Yes, when names look like ordinary words, it can sometimes be confusing.


There are a couple of other helps you can use to help with the meaning:

Long and other Bureau of Prisons officials say...

I take it that you realize the part in italics is a noun phrase that goes with the verb 'say'.

First, its a plural verb, so the subject will be plural.

Second there is the word and, which we might expect joins together the two subjects of 'say'.

If you have realized that Bureau of Prisons acts like an adjective of officials, you can remove the adjective, since they are optional.

You now have Long and other officials. The 'other' hints that Long must somehow be an 'other' official.

How can that be? That is not easy for you, if you are thinking about the English word long.

Perhaps it would have been easier to recognize that Long was a proper noun if it was not the first word of the sentence. Both proper nouns and the first word of a sentence are capitalized. So, if a proper noun is the first word, the fact that it is a proper noun gets camouflaged or hidden.
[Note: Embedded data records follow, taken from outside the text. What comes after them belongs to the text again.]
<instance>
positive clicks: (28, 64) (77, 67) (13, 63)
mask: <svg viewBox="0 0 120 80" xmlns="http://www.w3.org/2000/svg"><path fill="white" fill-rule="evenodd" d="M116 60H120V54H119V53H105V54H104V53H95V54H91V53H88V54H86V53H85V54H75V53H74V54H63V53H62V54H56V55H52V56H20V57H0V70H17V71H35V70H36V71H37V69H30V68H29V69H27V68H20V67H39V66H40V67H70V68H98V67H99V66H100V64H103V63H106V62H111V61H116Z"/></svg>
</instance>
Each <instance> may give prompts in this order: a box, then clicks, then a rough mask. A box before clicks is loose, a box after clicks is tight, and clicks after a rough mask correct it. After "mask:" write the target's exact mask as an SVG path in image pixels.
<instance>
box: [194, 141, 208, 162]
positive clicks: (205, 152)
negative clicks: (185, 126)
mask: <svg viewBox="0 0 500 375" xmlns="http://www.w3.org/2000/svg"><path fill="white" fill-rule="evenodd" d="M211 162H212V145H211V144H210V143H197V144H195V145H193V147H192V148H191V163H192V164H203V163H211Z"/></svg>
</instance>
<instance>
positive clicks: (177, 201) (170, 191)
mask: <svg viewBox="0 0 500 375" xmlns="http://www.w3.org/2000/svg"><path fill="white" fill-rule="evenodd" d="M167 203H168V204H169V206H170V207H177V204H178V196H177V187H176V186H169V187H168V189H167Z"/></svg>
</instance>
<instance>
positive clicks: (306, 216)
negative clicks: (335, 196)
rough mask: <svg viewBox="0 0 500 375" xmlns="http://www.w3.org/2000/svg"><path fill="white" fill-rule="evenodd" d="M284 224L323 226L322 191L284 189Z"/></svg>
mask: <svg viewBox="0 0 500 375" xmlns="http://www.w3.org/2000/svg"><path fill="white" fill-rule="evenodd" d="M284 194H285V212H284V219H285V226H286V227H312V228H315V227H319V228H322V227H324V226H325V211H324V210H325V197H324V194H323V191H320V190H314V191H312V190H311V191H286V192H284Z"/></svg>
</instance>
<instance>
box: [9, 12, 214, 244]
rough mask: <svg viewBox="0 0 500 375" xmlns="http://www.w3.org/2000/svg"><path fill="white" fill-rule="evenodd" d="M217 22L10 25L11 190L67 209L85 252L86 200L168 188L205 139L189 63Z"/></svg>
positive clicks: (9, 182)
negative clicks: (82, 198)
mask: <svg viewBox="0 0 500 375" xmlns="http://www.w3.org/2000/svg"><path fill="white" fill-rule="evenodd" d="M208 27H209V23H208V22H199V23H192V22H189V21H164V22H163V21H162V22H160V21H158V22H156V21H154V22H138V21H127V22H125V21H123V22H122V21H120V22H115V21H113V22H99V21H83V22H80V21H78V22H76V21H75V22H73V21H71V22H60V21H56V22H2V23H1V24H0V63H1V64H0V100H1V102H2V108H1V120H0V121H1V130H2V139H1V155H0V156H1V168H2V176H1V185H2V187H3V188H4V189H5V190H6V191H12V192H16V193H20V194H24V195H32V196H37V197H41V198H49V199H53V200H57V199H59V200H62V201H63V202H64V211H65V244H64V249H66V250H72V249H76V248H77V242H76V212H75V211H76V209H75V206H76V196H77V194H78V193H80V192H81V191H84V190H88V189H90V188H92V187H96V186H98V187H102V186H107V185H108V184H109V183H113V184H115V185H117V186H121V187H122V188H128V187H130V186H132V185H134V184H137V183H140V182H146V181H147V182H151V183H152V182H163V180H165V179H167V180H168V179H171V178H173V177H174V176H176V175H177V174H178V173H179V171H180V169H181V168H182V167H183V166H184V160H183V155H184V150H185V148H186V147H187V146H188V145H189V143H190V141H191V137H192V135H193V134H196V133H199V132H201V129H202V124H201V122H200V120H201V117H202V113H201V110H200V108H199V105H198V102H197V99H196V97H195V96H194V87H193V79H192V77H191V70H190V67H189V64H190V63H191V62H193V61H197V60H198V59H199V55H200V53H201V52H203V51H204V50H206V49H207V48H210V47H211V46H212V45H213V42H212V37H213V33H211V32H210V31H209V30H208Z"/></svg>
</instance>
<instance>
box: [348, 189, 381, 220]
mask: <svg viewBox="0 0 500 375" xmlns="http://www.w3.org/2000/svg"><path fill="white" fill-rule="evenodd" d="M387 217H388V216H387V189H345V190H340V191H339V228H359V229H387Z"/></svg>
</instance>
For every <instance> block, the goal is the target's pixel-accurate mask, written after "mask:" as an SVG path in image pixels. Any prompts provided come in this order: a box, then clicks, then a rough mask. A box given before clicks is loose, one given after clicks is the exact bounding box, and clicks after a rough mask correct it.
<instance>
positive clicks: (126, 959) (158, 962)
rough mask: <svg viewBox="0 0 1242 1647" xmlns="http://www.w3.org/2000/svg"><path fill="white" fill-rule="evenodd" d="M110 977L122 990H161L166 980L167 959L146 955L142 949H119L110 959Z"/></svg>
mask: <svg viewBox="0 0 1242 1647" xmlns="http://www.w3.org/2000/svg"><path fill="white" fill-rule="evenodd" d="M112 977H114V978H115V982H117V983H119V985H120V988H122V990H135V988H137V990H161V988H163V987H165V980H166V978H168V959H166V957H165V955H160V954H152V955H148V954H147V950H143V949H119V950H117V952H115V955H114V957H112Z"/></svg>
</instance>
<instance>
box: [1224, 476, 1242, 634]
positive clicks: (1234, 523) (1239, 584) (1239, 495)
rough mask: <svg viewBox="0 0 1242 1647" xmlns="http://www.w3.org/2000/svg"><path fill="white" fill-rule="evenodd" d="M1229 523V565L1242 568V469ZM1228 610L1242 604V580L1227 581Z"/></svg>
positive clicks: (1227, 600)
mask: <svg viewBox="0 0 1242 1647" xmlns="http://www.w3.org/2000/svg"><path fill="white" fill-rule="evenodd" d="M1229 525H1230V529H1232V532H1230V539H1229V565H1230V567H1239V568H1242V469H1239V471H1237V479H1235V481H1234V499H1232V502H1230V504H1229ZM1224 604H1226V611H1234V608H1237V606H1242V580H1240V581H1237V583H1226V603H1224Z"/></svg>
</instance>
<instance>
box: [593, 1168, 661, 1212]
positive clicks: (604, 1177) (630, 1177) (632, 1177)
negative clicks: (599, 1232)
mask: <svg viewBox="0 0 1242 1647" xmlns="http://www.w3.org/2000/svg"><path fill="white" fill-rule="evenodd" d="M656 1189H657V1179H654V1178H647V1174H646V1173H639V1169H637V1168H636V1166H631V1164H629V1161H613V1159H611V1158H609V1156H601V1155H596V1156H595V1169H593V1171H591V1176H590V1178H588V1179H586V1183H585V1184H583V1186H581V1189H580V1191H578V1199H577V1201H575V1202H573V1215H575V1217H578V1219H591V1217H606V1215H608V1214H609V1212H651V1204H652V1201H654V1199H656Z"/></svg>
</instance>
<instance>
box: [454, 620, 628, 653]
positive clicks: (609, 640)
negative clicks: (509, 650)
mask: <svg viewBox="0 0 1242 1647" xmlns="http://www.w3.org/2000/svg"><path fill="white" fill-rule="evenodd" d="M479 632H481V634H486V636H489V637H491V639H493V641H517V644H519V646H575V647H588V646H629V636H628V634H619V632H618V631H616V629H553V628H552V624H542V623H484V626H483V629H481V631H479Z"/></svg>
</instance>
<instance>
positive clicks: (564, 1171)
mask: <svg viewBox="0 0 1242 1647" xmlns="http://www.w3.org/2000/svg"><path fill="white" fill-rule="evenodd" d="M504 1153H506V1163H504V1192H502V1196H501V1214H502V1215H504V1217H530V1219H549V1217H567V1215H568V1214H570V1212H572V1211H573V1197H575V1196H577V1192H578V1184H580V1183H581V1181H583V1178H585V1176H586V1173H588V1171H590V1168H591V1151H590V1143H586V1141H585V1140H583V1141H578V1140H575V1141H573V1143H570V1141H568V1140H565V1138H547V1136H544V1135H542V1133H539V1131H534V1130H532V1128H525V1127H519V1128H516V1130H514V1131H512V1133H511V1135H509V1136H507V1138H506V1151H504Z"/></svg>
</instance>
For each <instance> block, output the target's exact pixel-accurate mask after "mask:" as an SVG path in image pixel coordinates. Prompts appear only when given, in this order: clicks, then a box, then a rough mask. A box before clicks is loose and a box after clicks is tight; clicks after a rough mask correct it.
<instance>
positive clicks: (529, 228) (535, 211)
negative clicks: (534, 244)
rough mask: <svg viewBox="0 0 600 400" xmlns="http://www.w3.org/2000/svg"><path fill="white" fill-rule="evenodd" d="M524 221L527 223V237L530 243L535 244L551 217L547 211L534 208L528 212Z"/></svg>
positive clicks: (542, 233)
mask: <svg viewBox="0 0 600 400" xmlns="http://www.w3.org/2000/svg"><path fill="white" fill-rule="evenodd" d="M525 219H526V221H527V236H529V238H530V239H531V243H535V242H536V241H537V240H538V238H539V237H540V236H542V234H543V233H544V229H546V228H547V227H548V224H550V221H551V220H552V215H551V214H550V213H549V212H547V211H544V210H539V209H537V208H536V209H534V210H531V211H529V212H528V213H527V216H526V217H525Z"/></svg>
So, yeah, look around for a possible meaning of another official that could be a proper noun, Long. And as Jay points out, there is a Mary Long in the previous sentence. So you can infer that the Long in 'Mary Long' provides the 'other official' you are looking for. Plus, it helps that this Mary Long is described as an 'officer', which can be a synonym for 'official'. Of course it helps immensely to know that Long is a surname. But many common, common nouns are also surnames. Ah, you learn by experience, just like native speakers do.